Presse

So, 22.04.2018
18.00 Uhr
Heimspiel
Sonstiges

Nicht alle sind auf dem selben C

Veranstaltung: 
"DU SINGST...VERY BRITISH"
Künstler: 
Mitsingkonzert
Erschienen in: 
Starnberger Merkur
Draußen brennnt die Sonne vom Himmel, im Saal des Gautinger Bosco proben Frauen und Männer für ein Mitsing-Konzert. Johannes X.  Schachtner dirigiert 80 engagierte Sänger.

Gauting – „Takt 23“ ruft der junge Dirigent Johannes X. Schachtner den Bässen zu, „und jetzt die Tenöre“. Schon ist ein kräftiges mehrstimmiges „borning gold“ aus der britischen Hymne „Jerusalem“ zu hören. „Ich bin zum zweiten Mal dabei – und ganz begeistert“, bekennt Sopranistin Sibylle Sommer während der kurzen Kaffee-Pause.

Es ist ein eindrucksvolles Bild: Mit dem rotblauen Chorbuch „Du singst…very British!“ haben sich Samstagnachmittag 80 Frauen und Männer im Gautinger Bosco-Saal aufgereiht. Vorn neben dem Flügel gibt Johannes X. Schachtner die Einsätze. Seine Frau, die Pianistin Laurianne Follonier, begleitet den großen Chor am Konzertflügel.

Nach dem großen Erfolg von „Du singst…Oper!“ ist es bereits das zweite Mitsing-Werkstatt-Konzert, das der Gautinger Komponist und Dirigent Schachtner leitet. Externe Sänger verstärken die gut eingeübten Stimmen seines Kammerchors „collegium Bratananium“ vor dem großen Abschluss-Konzert am Sonntag. Zum Beispiel Henk Knuiman. Der gebürtige Niederländer mit dem weißen Vollbart wohnt seit drei Wochen in Weßling. „Meine drei Cousins singen im Gautinger Kammerchor mit“, erzählt der Tenor. Deshalb hat sich der 59-Jährige, der einst in Arnheim die Hauptrolle des „Jesus Christ“ sang, spontan bei der Probe eingereiht. „Alles, was es zu singen gibt, macht mir Freude“, bekennt er. Auch für Musical begeistert er sich.

„Es sind genug Damen da.
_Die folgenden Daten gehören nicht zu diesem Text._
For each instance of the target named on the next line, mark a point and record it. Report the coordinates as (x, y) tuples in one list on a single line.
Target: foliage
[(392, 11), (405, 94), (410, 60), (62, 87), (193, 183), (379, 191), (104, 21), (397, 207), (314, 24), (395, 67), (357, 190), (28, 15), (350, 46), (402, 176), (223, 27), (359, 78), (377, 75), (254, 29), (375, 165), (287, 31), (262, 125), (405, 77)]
Jetzt gegen die Herren – und ein bisschen mehr Schwung: Sie müssen singen“, feuert Schachtner seine 80 Sängerinnen und Sänger an. „Land of Hope and Glory“ – die britische Hymne von Sir Edward Elgar steht jetzt auf dem Probenprogramm. „Das kennt jeder“, sagt der 32-jährige Dirigent mit breitem Grinsen. Zum eindrucksvollen Forte steigern sich die Frauen- und Männerstimmen, aber: „Das Land of Hope and Glory muss vor der Wiederholung etwas leiser klingen“, sagt Schachtner. Auch an dem zunächst lang gesungenen „mooother“ zu Ehren der Queen wird noch etwas gefeilt. „Kurz mother“ bittet der Dirigent freundlich.

„Zadok the Priest“: Die von Georg Friedrich Händel komponierte Krönungshymne begeistert den großen Gautinger Chor sofort. Denn die etwas abgewandelte Eröffnungsmelodie der Champions League lässt Fußballteams und ihre Fans auf der ganzen Welt regelmäßig erschauern. „Nicht alle sind auf dem selben C“, bringt der Dirigent gekonnt Bässe und Tenöre zusammen auf den gemeinsamen Punkt. „Wir haben einen so schönen großen Chor“, feuert der Dirigent die Sänger nochmals an.

Kaffeepause. Klar, dass eine solch große Chorleistung nicht in einer Werkstatt von zwei Wochenendtagen zustande kommt, räumt Schachtner ein. Deshalb hörten sich die Mitwirkenden schon zuvor in die Werke ein. „Ich will meine Leute nicht zwei Tage schleifen, sondern sie dabei unterstützen, bei dem, was da ist“, erklärt der Leiter des „collegium bratananium“

„Für mich ist das ein wunderbarer Ausgleich“, sagt Kaufmann Ludwig Kultzen. Er hat sich ein Bein gebrochen. Das hält ihn aber nicht vom Mitsingen ab. Auf zwei Krücken geht er zurück zur Probe im Bosco-Saal.